Ollama is the LLM used in this project. To install it:
- Visit the Ollama Official Repo and download the installer for your OS (Linux/WSL Recommended).
- Follow the installation instructions provided for your operating system.
After installation, Run Ollama model from your environment by running:
ollama run <model_name>
More ollama models are provided in the official Ollama Repository.
To run the RAG system:
-
Clone the Repository:
git clone https://github.com/anindyamitra2002/DocQnA.git cd DocQnA
-
Install Dependencies: Ensure you have Python 3.10+ installed.
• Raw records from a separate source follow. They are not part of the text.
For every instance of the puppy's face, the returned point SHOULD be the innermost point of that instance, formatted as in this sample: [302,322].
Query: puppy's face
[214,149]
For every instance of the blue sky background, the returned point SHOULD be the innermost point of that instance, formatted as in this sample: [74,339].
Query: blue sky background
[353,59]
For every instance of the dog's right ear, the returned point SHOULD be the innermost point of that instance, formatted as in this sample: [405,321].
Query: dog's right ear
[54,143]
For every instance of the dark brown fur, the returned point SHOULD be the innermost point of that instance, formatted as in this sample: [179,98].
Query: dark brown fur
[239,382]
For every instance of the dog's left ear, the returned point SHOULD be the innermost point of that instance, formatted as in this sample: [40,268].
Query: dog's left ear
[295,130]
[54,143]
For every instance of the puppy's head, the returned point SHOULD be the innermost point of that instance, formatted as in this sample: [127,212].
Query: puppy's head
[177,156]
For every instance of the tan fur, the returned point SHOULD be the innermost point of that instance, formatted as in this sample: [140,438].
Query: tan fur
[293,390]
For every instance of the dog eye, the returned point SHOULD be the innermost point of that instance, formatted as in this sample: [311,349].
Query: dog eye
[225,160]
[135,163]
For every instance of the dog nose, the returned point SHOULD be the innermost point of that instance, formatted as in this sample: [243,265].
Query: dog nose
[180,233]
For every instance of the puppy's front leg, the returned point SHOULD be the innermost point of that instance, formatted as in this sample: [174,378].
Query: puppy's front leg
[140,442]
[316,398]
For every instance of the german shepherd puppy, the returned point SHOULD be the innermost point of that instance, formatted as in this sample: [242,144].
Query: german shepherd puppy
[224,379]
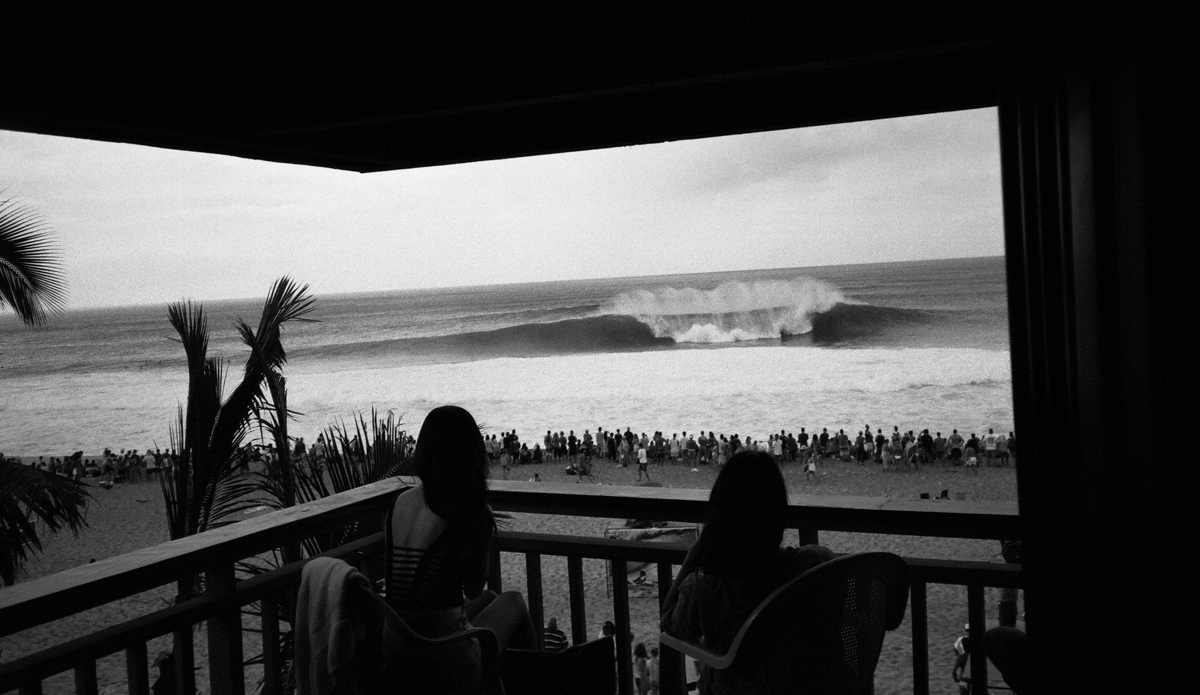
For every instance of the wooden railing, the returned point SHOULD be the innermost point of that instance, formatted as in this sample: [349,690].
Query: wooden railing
[215,553]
Install the required packages:
pip install -r requirements.txt
-
Start the Streamlit Application:
streamlit run app.py
-
Upload PDF Documents:
- Use the sidebar to upload documents. The system will process and store them in a vector store.
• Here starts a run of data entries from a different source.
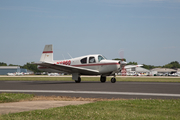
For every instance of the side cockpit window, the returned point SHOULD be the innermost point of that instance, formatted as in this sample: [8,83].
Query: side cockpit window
[92,60]
[84,60]
[100,58]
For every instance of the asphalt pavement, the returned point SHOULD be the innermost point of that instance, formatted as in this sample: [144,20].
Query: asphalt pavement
[122,90]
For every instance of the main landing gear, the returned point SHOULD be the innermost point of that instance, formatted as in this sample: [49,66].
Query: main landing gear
[103,79]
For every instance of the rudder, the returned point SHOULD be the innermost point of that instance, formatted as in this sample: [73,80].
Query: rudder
[47,54]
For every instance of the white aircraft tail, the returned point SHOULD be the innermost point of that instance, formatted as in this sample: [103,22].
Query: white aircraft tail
[47,54]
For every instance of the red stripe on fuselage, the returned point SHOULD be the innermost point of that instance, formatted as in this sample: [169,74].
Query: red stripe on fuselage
[96,64]
[42,67]
[47,51]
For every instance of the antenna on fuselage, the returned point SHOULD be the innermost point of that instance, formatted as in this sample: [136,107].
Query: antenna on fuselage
[70,56]
[63,56]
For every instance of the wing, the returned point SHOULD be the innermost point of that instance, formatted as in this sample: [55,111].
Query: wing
[69,68]
[132,66]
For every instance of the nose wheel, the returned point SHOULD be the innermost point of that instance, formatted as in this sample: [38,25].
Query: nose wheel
[113,80]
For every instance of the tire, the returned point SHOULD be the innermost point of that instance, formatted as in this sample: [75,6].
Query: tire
[113,80]
[103,79]
[79,80]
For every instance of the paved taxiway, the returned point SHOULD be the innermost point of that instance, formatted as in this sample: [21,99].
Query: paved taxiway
[124,90]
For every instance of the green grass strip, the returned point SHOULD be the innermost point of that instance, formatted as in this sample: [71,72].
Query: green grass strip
[134,79]
[106,110]
[14,97]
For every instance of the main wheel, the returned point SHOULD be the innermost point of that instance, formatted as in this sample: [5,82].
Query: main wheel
[103,79]
[113,80]
[79,80]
- Configure LLM model options and document retrieval parameters in the sidebar.
-
Query the System:
- Enter a query in the chat input box, and the system will retrieve relevant document chunks and generate an answer based on the uploaded documents.
-
Improving Retrieval Accuracy: Incorporate hybrid search and dynamic indexing to improve retrieval precision and ensure real-time data relevance.
-
Contextual Understanding: Use contextual embeddings and chunk sequencing to enhance the relevance and coherence of retrieved information.
-
Handling Complex Queries: Enable multi-document reasoning and filtering techniques to manage complex queries and reduce irrelevant data distractions.
-
Evaluation Frameworks: Develop robust evaluation metrics and establish benchmarks to measure and compare system performance effectively.
-
User Interaction and Feedback Loops: Integrate interactive learning and feedback mechanisms to refine responses based on user interactions over time.
-
Agentic RAG: Add agentic capabilities to autonomously determine retrieval based on user intent, improving response relevance.
-
Graph RAG: Utilize graph-based structures to map data relationships, enhancing retrieval by connecting related information.
This RAG system leverages document embeddings, similarity search, and LLM-driven responses to build a robust question-answering tool for document-based knowledge. Future expansions can enhance the capabilities for a variety of applications, from customer support to research.